Chapter 42
Chapter Forty-Two
Kallias
Ronan stayed with me that night. I curled back to back with him, as I had countless times in childhood, though now his dragon soared somewhere above, cutting through the star-drenched sky, not tucked around us, shielding Draconis children from the harsh realities of war.
With his steady presence, I drifted in and out of a fitful sleep—too heavy with exhaustion to stay awake—but incapable of true rest with my mind tethered to Kallias, knowing he was out there somewhere, fighting while I lay here.
I bolted upright in the middle of the night, a sudden jolt tearing me from dreams into a waking vision of Velli piling on my husband, shark teeth sinking into his flesh. The sight drifted across my vision like smoke, and my brother’s hands caught me.

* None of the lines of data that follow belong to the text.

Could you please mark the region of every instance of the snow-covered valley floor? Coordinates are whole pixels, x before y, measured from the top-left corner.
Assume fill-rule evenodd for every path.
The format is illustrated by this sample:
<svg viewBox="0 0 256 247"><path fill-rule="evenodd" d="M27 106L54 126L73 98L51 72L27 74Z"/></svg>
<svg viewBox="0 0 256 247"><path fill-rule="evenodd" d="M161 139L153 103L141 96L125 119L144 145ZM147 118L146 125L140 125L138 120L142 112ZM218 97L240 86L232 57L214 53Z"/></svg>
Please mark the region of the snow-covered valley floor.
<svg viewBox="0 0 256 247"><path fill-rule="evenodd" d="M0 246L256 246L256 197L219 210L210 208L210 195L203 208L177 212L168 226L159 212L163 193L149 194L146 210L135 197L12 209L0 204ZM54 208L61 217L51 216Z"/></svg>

“Easy, sister.” His grip on my shoulders anchored me, easing the tremor in my chest as frantic breaths heaved and rattled. “His light shines in the night. Gyrak is keeping the dragons away, tracking his progress.”
I dropped a hand to my stomach, then lifted it just in time, pressing it against my heart instead. Ronan didn’t need to know everything yet. “He’s moving?”
“Taken two levels already. Moves fast for an old man.” He eased me back onto the bed, the sheets cool against my skin. “Now, sleep. Your dragons are watching over him.”
I rose before the sun, the horizon a blackened shadow.
Freya had managed to get inside the manor, her presence quiet and measured as she helped me dress, weaving my hair into tight braids pressed close to my scalp.
The tension in her movements weighed heavier than the early morning chill, her fingers moving with a restraint borne of unspoken fear.
I knew from experience how hard this was.
In Draconia, it was all too easy to be free with our words and feelings.
Dragons answered our beck and call. War was a distant echo, a story we might hear but never live.
Here, though, death loomed at every edge.
Steel clashed in the distance, and we relied on stone and iron for protection, the air thick with the smell of sweat, smoke, and smoldering fear.
It was far harder to keep that fearless fire alive in the face of so much destruction.
The Sols’ status hadn’t changed, though the Harvesters tended to them with care.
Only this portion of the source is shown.